Sie geht wieder zum Fenster und blickt hinaus. Dieser Garten mit seinen herbstlich bunten Bäumen! Rot und Gold und Braun, dazwischen das grüne Gras. Was für Farben! Und da draußen auf dem Hügel die Burg.

Deutschland! Sie wollte nie wieder hierherkommen. Und nun ist sie da. – Sie ist in Deutschland.

Sie hat es nicht auf den Flugplätzen gedacht, nicht in Frankfurt, nicht in Berlin, nicht in anderen Hotelzimmern, nicht einmal, als sie bei Thomasin am Bett saß, als sie deutsch mit ihm sprach – mit ihm übrigens als Einzigem –, in Hotels, im Flugzeug, überall sonst hat sie englisch gesprochen, ach ja, mit seiner Wirtin noch, kurz nur, gerade das Nötigste. Komisch war das, in Deutschland wieder deutsch zu sprechen. Zu Hause spricht sie es oft mit ihrer Tochter. Aber hier – hier ist das anders.

Ein fremdes Land ist es. Fremder als jedes fremde Land, in dem sie je gewesen ist.

Aber hier nun auf einmal – hier denkt sie: Ich bin in Deutschland. Ich bin – zu Hause.

Eine dumme kleine Stadt. Ein Nest, das keiner kennt. Dornburg – nie gehört. Eine typische deutsche Kleinstadt. Hügeliges Land ringsherum, viel Wald, bunte Bäume, diese komischen alten Häuser da unten und natürlich – eine Burg. Gehört wohl dazu. Ebenso wie die Leute, die hier leben. Kleine Spießbürger. Kleinstädter. Der deutsche Kleinstädter, man kennt ihn. Sie sprechen hier einen anderen Dialekt als den, den sie kennt. Aber sie sind vermutlich genauso, wie sie zu Hause waren. Sie sind in der ganzen Welt so, in Frankreich, in England, in Amerika. Überall ein bisschen anders und im Grunde einander sehr ähnlich.

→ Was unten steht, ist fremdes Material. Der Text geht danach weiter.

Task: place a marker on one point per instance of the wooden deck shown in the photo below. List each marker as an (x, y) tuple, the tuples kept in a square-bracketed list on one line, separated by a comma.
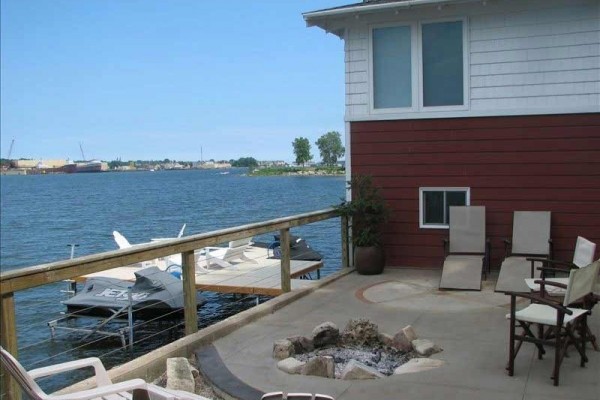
[(262, 277)]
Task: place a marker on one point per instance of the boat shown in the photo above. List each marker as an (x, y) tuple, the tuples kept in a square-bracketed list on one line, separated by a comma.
[(299, 249), (155, 294)]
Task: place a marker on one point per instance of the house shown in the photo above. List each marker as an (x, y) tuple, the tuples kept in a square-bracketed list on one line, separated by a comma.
[(482, 102)]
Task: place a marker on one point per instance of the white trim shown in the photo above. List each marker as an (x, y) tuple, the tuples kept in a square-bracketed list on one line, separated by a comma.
[(470, 113), (415, 83), (422, 225), (466, 70), (348, 159), (374, 7), (416, 44)]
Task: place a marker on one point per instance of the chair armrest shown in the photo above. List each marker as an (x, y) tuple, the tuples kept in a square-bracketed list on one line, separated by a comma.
[(546, 269), (550, 283), (105, 391), (507, 247), (100, 373), (538, 299), (554, 262)]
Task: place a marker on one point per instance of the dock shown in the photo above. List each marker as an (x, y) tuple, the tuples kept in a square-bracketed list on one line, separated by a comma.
[(261, 276)]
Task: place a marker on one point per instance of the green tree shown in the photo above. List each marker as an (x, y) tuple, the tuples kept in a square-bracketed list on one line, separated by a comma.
[(330, 147), (302, 150)]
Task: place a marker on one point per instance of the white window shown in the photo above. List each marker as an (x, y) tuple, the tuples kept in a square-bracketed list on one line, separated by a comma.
[(422, 68), (434, 205)]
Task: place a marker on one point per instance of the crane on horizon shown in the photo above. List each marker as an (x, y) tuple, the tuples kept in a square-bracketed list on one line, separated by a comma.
[(12, 143), (81, 148)]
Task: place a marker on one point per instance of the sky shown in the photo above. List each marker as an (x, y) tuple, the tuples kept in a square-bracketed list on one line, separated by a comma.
[(156, 79)]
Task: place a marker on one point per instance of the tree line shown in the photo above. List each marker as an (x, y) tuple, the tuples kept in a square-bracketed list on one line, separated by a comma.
[(330, 148)]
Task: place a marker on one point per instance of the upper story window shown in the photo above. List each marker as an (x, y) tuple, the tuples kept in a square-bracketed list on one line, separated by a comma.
[(419, 66)]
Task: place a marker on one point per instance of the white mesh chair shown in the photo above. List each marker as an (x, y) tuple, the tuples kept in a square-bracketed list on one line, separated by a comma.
[(131, 389), (569, 324), (530, 238), (467, 251)]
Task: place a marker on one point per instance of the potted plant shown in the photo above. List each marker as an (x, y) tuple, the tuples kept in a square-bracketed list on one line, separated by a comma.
[(366, 212)]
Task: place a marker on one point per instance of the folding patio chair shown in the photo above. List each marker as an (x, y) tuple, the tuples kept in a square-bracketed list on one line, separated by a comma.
[(467, 250), (530, 238), (569, 323), (130, 389), (582, 257)]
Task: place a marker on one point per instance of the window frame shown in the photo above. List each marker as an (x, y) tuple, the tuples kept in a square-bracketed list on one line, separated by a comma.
[(422, 225), (416, 41), (413, 68)]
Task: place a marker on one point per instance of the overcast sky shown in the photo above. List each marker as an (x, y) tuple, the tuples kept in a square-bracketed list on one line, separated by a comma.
[(154, 79)]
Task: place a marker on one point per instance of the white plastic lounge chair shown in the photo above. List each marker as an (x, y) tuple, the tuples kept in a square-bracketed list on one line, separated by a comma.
[(530, 238), (569, 323), (224, 256), (467, 251), (133, 388)]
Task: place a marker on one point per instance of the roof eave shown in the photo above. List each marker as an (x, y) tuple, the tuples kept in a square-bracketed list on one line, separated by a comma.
[(321, 18)]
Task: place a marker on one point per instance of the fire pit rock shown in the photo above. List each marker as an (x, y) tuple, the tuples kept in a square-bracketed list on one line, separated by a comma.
[(325, 334), (360, 332), (360, 352)]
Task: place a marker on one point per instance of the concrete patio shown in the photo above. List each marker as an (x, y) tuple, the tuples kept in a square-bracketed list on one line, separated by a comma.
[(469, 326)]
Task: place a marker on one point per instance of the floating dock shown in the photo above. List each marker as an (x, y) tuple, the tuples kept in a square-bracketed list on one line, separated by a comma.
[(261, 276)]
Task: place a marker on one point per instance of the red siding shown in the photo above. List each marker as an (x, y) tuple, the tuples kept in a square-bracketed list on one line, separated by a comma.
[(510, 163)]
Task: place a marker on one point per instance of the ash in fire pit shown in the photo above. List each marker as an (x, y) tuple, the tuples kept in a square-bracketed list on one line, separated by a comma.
[(360, 352)]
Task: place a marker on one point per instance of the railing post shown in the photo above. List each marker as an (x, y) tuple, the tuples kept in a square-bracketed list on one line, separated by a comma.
[(344, 227), (8, 339), (286, 280), (189, 292)]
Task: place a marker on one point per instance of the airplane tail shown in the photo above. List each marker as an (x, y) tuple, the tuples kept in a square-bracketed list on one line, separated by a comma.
[(181, 231), (121, 241)]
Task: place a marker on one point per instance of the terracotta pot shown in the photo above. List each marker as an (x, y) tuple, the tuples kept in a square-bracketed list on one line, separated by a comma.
[(369, 260)]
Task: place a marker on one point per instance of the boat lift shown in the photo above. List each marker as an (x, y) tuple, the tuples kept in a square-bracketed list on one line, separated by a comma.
[(125, 334), (122, 333)]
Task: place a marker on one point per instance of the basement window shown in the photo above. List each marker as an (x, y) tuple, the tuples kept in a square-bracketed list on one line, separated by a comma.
[(434, 205)]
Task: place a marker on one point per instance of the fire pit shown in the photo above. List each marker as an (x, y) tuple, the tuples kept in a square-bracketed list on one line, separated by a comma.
[(359, 352)]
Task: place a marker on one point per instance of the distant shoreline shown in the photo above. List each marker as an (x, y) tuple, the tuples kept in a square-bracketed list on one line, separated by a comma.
[(293, 171)]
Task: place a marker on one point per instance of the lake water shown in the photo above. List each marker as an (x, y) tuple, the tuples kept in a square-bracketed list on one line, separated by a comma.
[(42, 215)]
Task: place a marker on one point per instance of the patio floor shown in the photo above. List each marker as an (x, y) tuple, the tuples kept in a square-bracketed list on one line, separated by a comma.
[(469, 326)]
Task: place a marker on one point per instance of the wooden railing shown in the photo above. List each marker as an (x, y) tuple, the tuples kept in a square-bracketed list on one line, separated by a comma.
[(26, 278)]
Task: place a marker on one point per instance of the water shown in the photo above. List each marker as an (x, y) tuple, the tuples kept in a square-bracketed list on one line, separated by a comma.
[(42, 215)]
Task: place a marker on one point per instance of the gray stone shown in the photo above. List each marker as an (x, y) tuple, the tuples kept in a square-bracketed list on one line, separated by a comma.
[(418, 365), (283, 349), (319, 366), (410, 333), (325, 334), (290, 365), (425, 347), (401, 342), (358, 370), (360, 331), (301, 344), (386, 339), (179, 375)]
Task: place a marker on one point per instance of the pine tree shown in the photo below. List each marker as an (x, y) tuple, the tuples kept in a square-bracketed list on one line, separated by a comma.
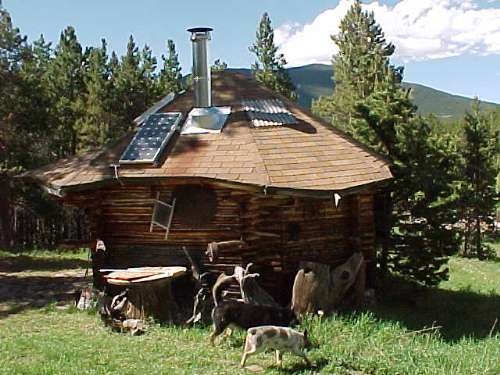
[(479, 152), (269, 67), (414, 216), (170, 75), (13, 48), (131, 98), (361, 63), (65, 87), (23, 120), (94, 127), (148, 64), (218, 66), (415, 226)]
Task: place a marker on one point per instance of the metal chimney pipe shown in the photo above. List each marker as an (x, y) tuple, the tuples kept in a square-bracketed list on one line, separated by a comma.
[(201, 71)]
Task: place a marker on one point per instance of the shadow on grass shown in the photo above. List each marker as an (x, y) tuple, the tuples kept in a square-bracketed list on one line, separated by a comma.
[(317, 366), (18, 294), (32, 263), (459, 313)]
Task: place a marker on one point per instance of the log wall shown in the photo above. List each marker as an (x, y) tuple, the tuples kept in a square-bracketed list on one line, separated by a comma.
[(280, 231)]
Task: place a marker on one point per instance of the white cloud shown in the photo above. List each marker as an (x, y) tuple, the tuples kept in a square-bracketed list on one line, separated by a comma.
[(420, 29)]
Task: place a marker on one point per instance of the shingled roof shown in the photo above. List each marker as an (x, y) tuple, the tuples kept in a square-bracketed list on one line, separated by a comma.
[(308, 155)]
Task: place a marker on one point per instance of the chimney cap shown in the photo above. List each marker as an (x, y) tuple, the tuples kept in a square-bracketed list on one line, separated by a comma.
[(199, 29)]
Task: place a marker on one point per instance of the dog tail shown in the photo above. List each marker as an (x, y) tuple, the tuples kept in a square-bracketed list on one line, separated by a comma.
[(221, 280)]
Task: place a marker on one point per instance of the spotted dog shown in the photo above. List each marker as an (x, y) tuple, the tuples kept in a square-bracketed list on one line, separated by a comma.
[(281, 339)]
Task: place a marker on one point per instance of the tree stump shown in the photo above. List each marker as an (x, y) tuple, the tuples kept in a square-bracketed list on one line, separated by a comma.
[(318, 287), (151, 299)]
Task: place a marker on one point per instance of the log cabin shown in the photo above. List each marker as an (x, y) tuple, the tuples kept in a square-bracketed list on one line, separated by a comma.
[(231, 160)]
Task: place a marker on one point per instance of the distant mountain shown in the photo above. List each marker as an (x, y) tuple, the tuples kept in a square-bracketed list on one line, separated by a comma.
[(315, 80)]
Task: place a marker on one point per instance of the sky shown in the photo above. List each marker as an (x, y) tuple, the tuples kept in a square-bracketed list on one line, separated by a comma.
[(451, 45)]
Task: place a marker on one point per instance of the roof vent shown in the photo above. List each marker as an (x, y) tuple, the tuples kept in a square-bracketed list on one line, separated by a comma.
[(203, 118), (201, 71), (267, 112)]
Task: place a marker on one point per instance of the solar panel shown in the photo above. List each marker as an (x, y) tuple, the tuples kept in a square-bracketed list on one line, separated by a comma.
[(267, 112), (151, 138)]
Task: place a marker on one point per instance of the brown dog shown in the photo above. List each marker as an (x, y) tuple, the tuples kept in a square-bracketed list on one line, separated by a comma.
[(246, 315), (280, 339)]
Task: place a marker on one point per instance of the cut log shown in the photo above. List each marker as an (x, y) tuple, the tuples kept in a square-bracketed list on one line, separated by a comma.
[(318, 287), (151, 299)]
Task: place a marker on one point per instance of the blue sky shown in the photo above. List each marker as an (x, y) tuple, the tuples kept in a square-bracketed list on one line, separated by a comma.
[(450, 45)]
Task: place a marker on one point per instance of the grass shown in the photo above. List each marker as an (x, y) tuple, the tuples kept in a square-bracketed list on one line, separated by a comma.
[(392, 338)]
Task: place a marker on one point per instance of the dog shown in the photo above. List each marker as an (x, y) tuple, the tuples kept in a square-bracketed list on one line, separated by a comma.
[(281, 339), (247, 315)]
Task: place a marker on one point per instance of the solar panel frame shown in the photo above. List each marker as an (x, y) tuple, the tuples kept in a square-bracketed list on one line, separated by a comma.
[(124, 159)]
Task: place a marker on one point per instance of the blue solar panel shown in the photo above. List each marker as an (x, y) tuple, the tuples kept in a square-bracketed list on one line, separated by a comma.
[(151, 138)]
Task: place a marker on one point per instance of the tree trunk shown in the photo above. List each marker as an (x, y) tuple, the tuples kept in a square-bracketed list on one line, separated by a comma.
[(478, 236), (6, 237)]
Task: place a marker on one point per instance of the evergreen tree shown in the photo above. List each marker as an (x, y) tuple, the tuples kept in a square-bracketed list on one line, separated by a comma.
[(65, 87), (478, 196), (414, 217), (13, 48), (130, 86), (218, 66), (148, 64), (95, 126), (170, 75), (361, 63), (23, 120), (269, 67)]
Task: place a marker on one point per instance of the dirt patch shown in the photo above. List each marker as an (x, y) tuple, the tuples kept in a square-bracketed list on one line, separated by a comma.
[(33, 282)]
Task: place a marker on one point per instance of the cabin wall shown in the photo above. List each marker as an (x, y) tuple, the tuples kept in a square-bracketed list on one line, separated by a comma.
[(280, 231)]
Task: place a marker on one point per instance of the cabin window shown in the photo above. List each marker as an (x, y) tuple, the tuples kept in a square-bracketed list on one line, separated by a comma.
[(162, 214), (195, 205), (293, 231)]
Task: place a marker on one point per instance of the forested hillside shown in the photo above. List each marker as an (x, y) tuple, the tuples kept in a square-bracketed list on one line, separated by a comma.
[(315, 80)]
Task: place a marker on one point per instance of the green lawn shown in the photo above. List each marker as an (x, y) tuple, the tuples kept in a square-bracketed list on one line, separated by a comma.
[(385, 340)]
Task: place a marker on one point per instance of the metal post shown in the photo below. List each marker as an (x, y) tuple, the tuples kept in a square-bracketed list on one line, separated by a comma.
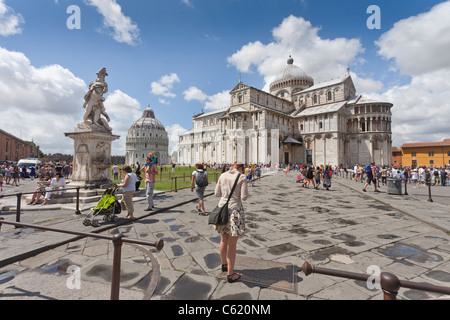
[(77, 211), (390, 285), (428, 180), (19, 199), (115, 282)]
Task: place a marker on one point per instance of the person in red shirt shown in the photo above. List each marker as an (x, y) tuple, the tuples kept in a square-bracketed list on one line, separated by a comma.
[(150, 170)]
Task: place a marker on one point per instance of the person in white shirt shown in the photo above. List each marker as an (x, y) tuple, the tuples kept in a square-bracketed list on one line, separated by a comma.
[(57, 183)]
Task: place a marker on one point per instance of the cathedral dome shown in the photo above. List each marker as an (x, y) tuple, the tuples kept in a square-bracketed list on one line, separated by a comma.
[(147, 135), (290, 78), (148, 121)]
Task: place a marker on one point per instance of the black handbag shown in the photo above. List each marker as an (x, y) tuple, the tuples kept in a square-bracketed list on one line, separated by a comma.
[(219, 216)]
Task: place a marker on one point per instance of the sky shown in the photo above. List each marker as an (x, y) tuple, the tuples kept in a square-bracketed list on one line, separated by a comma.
[(183, 56)]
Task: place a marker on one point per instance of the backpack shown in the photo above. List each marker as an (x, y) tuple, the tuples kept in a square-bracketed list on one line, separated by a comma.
[(201, 179)]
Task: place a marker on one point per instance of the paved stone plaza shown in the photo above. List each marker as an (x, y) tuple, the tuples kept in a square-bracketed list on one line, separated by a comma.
[(343, 229)]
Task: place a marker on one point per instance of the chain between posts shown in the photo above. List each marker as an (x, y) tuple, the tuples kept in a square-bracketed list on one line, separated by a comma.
[(117, 240), (390, 283)]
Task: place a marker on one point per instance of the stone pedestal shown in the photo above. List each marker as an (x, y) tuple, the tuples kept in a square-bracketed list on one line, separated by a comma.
[(92, 155)]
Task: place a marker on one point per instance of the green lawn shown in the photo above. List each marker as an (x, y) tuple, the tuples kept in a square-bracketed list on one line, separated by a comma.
[(165, 180)]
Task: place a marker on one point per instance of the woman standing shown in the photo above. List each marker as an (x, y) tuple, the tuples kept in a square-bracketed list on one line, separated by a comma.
[(327, 178), (199, 181), (57, 183), (231, 232), (128, 186)]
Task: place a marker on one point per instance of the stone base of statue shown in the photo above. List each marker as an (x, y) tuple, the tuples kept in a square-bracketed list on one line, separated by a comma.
[(92, 155)]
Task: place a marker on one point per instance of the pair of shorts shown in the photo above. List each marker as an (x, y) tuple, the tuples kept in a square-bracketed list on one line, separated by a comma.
[(370, 178), (200, 191)]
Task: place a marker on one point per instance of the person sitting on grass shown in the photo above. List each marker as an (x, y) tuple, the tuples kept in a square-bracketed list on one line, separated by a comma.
[(57, 183), (45, 181)]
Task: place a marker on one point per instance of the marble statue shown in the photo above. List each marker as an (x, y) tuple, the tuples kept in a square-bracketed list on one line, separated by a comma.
[(94, 102)]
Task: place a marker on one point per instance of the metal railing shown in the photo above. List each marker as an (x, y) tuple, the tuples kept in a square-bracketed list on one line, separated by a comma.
[(117, 240), (390, 283), (19, 199), (350, 176)]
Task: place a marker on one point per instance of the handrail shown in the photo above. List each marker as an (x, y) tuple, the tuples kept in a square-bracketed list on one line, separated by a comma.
[(389, 282), (117, 240)]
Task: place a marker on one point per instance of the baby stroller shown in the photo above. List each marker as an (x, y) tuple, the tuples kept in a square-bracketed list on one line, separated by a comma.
[(108, 206)]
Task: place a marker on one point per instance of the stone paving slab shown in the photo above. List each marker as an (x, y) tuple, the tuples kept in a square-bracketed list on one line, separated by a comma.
[(343, 229)]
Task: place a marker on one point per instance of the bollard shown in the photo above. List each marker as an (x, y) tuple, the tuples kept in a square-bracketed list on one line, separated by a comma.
[(390, 285), (77, 211), (115, 282), (429, 193), (19, 199)]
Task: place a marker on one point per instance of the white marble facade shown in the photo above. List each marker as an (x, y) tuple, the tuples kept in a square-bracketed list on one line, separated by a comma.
[(297, 122)]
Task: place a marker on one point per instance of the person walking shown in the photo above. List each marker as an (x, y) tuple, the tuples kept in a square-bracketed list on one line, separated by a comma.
[(327, 178), (310, 176), (199, 181), (231, 231), (150, 170), (369, 170), (128, 186)]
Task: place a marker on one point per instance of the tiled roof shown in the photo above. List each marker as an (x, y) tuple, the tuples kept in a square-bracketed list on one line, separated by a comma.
[(445, 143)]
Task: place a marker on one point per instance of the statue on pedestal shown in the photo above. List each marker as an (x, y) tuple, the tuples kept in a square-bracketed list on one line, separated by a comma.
[(94, 103), (93, 138)]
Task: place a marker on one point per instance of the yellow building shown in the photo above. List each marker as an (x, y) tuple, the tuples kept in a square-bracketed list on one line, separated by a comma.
[(436, 154)]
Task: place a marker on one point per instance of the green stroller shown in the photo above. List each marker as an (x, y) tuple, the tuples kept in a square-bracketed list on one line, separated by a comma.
[(108, 206)]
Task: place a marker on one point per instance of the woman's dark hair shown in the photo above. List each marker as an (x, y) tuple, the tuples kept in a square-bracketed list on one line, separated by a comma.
[(127, 169)]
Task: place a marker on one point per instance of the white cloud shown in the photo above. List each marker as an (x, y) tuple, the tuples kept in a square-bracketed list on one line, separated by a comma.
[(9, 21), (188, 3), (194, 93), (124, 30), (173, 131), (39, 104), (299, 38), (217, 101), (421, 43), (163, 86)]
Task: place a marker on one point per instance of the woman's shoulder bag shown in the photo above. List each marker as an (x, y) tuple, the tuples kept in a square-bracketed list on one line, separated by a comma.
[(219, 216)]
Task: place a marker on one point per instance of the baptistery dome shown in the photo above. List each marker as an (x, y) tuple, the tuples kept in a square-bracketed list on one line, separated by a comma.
[(147, 135), (291, 79)]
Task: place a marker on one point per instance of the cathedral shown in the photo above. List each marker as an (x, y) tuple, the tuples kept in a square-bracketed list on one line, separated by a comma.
[(146, 135), (298, 121)]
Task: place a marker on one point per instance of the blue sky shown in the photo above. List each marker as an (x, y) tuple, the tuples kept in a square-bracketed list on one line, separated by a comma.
[(181, 56)]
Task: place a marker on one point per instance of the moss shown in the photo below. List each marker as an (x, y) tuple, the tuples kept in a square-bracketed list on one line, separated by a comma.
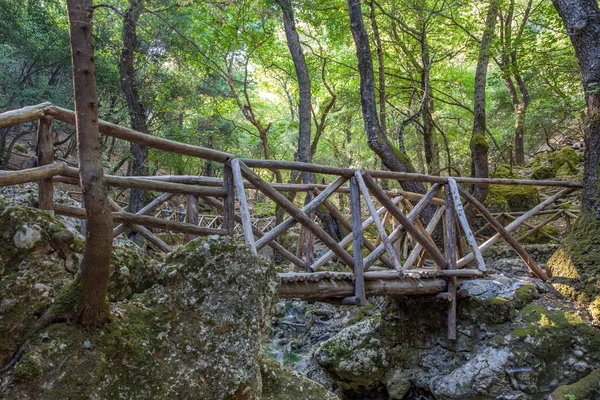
[(282, 384), (493, 310), (512, 198), (580, 390), (504, 171), (574, 267), (539, 238), (542, 172), (478, 140)]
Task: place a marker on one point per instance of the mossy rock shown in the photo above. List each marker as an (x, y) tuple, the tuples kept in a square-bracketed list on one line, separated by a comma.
[(539, 238), (198, 335), (582, 389), (542, 172), (284, 384), (504, 171), (565, 161), (512, 198), (575, 267)]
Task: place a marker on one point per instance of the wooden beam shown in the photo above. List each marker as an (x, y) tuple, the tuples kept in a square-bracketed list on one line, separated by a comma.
[(148, 208), (462, 218), (144, 220), (514, 225), (373, 211), (297, 214), (130, 135), (23, 115), (311, 206), (537, 271), (145, 232), (323, 289), (414, 254), (244, 210), (407, 224), (157, 186), (45, 146), (397, 233), (31, 174), (348, 239), (258, 233), (450, 251), (357, 243)]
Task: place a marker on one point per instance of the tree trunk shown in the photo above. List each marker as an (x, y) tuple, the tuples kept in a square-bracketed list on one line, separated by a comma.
[(582, 20), (93, 308), (137, 111), (392, 158), (479, 146), (304, 106)]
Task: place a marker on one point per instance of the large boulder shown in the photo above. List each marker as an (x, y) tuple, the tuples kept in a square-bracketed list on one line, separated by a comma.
[(197, 335), (514, 342)]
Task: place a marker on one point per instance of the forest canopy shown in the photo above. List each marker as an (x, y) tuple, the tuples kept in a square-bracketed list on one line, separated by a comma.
[(219, 74)]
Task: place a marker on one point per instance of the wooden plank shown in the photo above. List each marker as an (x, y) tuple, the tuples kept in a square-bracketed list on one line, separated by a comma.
[(462, 218), (148, 208), (31, 174), (258, 233), (357, 243), (450, 252), (297, 214), (341, 219), (157, 186), (311, 206), (407, 224), (23, 115), (540, 226), (397, 233), (514, 225), (130, 135), (192, 214), (309, 246), (368, 222), (373, 211), (144, 220), (45, 139), (323, 289), (244, 210), (145, 232), (537, 271), (414, 255), (228, 201)]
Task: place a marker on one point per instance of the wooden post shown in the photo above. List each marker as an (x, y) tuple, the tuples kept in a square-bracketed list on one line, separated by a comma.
[(244, 210), (406, 223), (357, 243), (462, 217), (228, 201), (192, 213), (45, 157), (450, 252), (309, 247), (296, 214), (505, 235), (373, 211)]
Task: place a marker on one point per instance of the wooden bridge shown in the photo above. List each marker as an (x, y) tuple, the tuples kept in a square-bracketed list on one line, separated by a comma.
[(405, 222)]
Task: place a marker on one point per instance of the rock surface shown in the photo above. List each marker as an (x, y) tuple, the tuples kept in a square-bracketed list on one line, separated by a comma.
[(198, 335), (515, 341)]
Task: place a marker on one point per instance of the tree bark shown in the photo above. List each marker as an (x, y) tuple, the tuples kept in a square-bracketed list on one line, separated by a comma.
[(392, 158), (303, 76), (582, 20), (478, 145), (93, 306), (137, 111)]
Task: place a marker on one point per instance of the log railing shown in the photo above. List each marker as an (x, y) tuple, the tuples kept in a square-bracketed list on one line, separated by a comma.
[(404, 238)]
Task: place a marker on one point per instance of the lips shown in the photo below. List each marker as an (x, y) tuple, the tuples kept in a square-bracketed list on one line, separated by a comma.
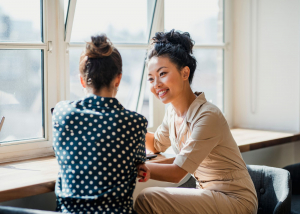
[(163, 92)]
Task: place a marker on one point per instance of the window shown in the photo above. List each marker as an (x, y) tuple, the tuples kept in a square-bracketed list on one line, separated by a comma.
[(22, 70), (204, 20), (127, 24)]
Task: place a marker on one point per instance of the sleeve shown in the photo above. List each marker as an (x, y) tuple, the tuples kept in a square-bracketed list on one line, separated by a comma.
[(140, 154), (204, 137), (161, 136)]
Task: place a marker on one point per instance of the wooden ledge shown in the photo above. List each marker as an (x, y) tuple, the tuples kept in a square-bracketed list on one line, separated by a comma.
[(249, 140), (36, 176)]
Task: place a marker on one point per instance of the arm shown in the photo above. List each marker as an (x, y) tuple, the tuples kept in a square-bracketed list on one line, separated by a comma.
[(150, 142), (204, 137), (166, 172)]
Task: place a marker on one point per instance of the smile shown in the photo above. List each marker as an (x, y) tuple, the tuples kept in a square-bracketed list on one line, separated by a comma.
[(163, 93)]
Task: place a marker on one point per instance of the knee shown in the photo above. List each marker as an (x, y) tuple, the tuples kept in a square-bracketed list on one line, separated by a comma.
[(145, 201)]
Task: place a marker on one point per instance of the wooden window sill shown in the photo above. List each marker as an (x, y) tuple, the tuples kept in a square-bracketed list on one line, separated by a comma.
[(36, 176)]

Die hier also leben mit ihren alten Häusern, ihrem Hügelland, Berge und See nicht weit entfernt, sie haben da oben eine Burg, und sie haben ein sehr hübsches gepflegtes Hotel, der Hotelier ist ein Gentleman, man merkt das, sie trinken Wein – jedenfalls anzunehmen, dass sie hier Wein trinken –, ihre Frauen sind dick und engstirnig, die Männer sind es meistens auch, sie können sehr kleinlich sein und sehr giftig blicken – aber ansonsten ist alles friedlich und freundlich und freundlich und friedlich, oder jedenfalls scheint es das zu sein, und dazwischen haben sie ein paar Gespenster herumlaufen, aber keiner weiß es oder will es wissen, es stört auch keinen, und vielleicht sind es gar keine Gespenster und sie … »Das Gespenst bin ich«, sagt Cornelia laut gegen die Fensterscheibe. »Das Gespenst bin ich.«

Natürlich. Sie ist es, die nicht vergessen kann. Sie ist es, die immer daran denken muss. Wie eine Närrin, die nur einen Gedanken in ihrem Kopf behalten kann. Eine gefangene Maus, die ewig im Kreis in ihrem Käfig umherrennt. Ausgerechnet sie, die gar keinen Grund hat, sich über ihr Leben zu beklagen. Alles ist da, was man sich wünschen kann. Geld, ein schönes, geräumiges Haus mit Blick über die blaue Bucht von San Francisco, viel schöner als in einer so miesen kleinen Stadt. Sie hat ein Auto für sich allein, sie kann reisen, wohin sie will. Da ist Freiheit und Wohlstand und – einfach alles ist da. Ein Mann, der sie liebt, eine Tochter, ein – nun ja, eine Art Aufgabenkreis, nichts Wichtiges, aber was ist schon wichtig. Ja eben! Was ist wichtig? Gewiss nicht, dass sie hier in diesem Nest Dornburg auf Gespensterjagd geht. Das ist bestimmt nicht wichtig. Nur weil Thomasin ihr dieses Bild gezeigt hat? Ein Zeitungsbild, undeutlich wie alle Zeitungsbilder. Lächerlich, auf so etwas hereinzufallen.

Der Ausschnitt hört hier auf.